The problem this solves
Metabolic health quietly predicts most lifestyle disease risk — diabetes, cardiovascular events, cognitive decline, fertility, energy. Yet most adults don't know their fasting glucose, their HbA1c, their triglyceride-to-HDL ratio, or their waist-to-height ratio. Those are not exotic markers. They're the basic dashboard.

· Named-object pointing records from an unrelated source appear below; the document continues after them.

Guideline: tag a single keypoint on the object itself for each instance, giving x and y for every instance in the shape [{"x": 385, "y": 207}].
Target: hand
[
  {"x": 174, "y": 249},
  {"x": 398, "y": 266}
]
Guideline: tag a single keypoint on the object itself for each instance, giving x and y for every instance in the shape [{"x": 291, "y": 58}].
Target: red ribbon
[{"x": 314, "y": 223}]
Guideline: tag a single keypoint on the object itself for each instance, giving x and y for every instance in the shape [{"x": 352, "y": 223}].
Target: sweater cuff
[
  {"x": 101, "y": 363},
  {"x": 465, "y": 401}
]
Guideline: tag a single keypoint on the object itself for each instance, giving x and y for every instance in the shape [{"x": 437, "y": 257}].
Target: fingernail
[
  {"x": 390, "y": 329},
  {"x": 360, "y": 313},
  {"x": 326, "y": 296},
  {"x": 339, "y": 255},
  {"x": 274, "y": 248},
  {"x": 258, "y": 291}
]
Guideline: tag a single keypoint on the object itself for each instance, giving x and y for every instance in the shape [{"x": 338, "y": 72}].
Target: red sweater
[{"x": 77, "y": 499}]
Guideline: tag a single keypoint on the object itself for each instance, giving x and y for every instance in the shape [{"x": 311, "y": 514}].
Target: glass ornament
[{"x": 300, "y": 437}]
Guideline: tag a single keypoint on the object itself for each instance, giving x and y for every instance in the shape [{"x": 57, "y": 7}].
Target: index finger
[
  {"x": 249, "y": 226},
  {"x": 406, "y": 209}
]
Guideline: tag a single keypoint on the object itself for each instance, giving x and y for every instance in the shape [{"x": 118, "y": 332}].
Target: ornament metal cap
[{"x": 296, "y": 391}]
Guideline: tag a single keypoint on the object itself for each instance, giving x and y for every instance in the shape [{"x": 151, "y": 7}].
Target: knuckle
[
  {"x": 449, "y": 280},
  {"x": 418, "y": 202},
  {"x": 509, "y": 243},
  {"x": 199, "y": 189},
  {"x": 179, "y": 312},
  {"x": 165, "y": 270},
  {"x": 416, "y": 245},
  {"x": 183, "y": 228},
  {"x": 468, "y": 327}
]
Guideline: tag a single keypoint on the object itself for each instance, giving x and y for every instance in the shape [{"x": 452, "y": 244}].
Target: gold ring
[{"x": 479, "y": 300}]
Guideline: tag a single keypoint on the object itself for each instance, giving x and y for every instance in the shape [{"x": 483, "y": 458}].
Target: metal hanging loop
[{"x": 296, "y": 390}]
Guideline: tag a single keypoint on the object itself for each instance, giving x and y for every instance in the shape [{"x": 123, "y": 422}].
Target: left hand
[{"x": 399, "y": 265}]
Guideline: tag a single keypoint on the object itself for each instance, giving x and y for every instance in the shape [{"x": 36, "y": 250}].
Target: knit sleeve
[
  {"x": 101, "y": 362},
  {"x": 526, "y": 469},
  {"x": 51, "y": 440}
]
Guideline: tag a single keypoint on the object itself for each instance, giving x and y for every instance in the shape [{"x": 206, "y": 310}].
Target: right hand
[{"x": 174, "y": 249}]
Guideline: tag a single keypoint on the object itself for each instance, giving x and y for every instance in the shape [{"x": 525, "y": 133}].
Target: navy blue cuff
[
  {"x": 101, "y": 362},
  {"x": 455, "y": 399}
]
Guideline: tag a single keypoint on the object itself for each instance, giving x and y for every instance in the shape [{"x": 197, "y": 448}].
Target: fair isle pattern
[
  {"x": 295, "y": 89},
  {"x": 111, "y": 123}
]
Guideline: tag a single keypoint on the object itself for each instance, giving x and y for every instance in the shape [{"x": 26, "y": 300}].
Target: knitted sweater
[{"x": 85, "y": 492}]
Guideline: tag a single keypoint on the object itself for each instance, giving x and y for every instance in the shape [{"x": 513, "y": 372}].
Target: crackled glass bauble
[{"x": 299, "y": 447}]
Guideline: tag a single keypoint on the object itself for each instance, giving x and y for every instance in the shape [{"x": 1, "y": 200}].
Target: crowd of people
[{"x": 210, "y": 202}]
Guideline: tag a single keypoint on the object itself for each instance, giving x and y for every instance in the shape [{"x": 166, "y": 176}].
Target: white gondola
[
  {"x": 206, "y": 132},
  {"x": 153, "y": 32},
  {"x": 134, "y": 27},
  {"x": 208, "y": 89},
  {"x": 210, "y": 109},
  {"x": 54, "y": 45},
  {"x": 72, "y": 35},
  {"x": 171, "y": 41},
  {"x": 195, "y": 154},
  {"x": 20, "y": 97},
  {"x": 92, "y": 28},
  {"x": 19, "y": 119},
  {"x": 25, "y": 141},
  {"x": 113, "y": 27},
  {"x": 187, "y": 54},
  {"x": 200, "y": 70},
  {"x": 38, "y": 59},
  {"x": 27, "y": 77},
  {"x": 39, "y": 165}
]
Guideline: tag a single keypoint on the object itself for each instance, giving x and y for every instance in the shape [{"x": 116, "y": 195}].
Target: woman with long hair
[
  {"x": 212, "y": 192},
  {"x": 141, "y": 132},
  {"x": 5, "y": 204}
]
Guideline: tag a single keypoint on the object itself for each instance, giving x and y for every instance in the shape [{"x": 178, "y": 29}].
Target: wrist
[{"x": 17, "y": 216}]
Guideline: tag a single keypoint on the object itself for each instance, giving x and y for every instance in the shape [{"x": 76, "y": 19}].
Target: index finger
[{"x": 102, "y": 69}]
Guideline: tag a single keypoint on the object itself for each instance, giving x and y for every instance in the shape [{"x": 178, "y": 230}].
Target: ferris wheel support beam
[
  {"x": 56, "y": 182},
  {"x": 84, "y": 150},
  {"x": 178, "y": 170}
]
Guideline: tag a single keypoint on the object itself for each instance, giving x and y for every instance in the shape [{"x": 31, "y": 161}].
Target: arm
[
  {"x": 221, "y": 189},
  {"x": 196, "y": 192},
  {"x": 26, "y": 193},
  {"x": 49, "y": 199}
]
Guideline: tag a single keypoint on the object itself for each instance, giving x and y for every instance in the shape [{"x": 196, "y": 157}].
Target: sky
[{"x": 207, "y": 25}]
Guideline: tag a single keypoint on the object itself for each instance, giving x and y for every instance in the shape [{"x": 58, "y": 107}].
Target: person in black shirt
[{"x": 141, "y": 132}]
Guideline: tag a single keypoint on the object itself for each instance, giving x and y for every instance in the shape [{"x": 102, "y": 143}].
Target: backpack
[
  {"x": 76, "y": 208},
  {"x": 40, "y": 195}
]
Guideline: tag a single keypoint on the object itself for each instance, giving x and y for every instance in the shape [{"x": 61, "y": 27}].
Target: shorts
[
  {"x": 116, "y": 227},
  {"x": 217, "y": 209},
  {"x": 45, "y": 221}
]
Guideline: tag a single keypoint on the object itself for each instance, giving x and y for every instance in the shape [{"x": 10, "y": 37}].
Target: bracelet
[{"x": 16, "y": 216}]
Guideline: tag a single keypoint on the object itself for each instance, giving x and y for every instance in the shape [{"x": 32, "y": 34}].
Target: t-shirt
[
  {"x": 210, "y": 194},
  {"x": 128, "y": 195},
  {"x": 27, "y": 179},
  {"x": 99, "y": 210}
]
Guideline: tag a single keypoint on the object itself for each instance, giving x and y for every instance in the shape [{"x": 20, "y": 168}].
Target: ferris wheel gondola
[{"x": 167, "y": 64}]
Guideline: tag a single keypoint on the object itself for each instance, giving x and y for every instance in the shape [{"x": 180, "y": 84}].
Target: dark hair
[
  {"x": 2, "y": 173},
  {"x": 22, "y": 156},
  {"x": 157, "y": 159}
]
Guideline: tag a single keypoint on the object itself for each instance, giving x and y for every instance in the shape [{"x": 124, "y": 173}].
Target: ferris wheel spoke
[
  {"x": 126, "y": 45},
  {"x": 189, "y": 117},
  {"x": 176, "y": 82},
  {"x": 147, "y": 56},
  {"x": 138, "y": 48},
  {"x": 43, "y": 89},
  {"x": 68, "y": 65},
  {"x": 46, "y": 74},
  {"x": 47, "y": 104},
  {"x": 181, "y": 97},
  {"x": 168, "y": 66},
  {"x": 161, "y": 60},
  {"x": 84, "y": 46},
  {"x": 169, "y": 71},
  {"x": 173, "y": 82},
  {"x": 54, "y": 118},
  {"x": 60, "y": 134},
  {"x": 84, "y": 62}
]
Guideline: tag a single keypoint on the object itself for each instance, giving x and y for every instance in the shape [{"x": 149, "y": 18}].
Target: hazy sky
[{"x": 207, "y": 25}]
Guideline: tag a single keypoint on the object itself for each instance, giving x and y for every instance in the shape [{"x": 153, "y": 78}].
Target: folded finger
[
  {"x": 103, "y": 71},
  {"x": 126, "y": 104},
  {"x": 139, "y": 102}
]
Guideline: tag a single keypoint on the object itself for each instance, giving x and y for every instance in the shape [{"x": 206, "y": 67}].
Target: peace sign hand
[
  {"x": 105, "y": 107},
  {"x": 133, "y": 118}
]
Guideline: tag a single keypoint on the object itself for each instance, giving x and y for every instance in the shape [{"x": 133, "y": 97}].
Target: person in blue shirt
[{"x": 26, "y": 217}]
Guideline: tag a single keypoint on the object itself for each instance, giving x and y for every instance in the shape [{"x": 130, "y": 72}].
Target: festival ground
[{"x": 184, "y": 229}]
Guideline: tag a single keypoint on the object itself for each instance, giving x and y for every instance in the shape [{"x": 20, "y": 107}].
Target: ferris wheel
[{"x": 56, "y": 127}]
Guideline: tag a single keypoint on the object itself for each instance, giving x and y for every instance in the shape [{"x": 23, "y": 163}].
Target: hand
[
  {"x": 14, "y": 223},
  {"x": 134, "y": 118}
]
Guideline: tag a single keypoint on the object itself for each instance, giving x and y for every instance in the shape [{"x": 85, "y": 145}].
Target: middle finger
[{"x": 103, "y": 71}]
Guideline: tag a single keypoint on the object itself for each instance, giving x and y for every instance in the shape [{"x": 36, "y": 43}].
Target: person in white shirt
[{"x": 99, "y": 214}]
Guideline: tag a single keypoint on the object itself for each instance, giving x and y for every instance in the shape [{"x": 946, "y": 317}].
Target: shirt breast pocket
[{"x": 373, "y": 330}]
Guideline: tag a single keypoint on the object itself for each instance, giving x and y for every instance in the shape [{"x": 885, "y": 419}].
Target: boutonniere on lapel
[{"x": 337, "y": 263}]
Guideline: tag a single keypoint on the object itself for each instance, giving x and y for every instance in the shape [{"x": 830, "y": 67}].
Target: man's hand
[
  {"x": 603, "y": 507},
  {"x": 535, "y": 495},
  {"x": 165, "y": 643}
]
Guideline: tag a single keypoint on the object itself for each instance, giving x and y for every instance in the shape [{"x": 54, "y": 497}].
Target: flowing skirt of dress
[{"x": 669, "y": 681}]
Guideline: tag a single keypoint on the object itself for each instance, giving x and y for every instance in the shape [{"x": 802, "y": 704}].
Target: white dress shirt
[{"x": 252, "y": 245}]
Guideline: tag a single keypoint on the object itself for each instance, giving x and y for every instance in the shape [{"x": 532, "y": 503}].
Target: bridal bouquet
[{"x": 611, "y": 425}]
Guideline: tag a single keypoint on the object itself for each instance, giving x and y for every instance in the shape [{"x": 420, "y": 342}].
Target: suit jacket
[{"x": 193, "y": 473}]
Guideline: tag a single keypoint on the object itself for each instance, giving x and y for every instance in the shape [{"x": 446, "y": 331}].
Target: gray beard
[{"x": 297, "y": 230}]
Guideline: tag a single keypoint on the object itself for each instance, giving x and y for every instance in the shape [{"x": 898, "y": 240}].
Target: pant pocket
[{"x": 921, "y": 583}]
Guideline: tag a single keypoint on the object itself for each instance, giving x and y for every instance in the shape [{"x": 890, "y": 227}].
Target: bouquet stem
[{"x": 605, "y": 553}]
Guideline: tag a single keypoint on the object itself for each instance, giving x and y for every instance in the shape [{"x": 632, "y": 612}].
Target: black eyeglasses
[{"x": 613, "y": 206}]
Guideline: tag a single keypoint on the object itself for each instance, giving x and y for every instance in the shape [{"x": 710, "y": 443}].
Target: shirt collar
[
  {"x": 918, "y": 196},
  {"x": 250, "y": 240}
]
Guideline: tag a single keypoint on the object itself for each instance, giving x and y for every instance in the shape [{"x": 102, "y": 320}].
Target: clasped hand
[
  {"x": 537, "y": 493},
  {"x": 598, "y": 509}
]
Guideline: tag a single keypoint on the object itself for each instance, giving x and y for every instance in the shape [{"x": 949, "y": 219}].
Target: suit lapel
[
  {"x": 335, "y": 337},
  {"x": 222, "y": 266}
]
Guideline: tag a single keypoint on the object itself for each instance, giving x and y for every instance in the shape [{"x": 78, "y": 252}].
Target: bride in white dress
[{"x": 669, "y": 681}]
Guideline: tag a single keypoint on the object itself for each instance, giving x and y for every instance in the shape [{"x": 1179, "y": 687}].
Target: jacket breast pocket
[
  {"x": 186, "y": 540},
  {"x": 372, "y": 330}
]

This micro-course teaches you to read the dashboard, what each marker means, what lifestyle inputs move it, and what conversations to have with your clinician. It does not prescribe diets, supplements, or medications. It builds metabolic literacy.
A taste of the exercise
The preview lesson walks you through populating a one-page metabolic dashboard with whatever data you have today and identifying the one number to ask your clinician about at the next appointment.
Key concepts
- Insulin sensitivity
- How well your cells respond to insulin. The earliest dial to move; deteriorates years before glucose does.
- Fasting glucose
- Morning, food-free blood glucose. Above 100 mg/dL (5.6 mmol/L) suggests pre-diabetic territory.
- HbA1c
- Average glycaemic exposure over ~3 months. Single most useful long-term metabolic snapshot.
- Triglyceride/HDL ratio
- Strong proxy for insulin resistance. Aim <2 (mg/dL) or <0.87 (mmol/L).
- Waist-to-height ratio
- Cheap, sensitive marker of visceral fat. Aim <0.5.
- Visceral fat
- Fat around the organs. Metabolically active and the variety that matters most for risk.
Common mistakes
- Chasing weight while the metabolic dashboard worsens.
- Tracking HbA1c without checking fasting glucose or insulin.
- Treating ‘normal’ lab ranges as ‘optimal’ ranges — they're not the same.
- Optimising one marker while ignoring sleep and movement.
- Buying supplements before fixing food quality.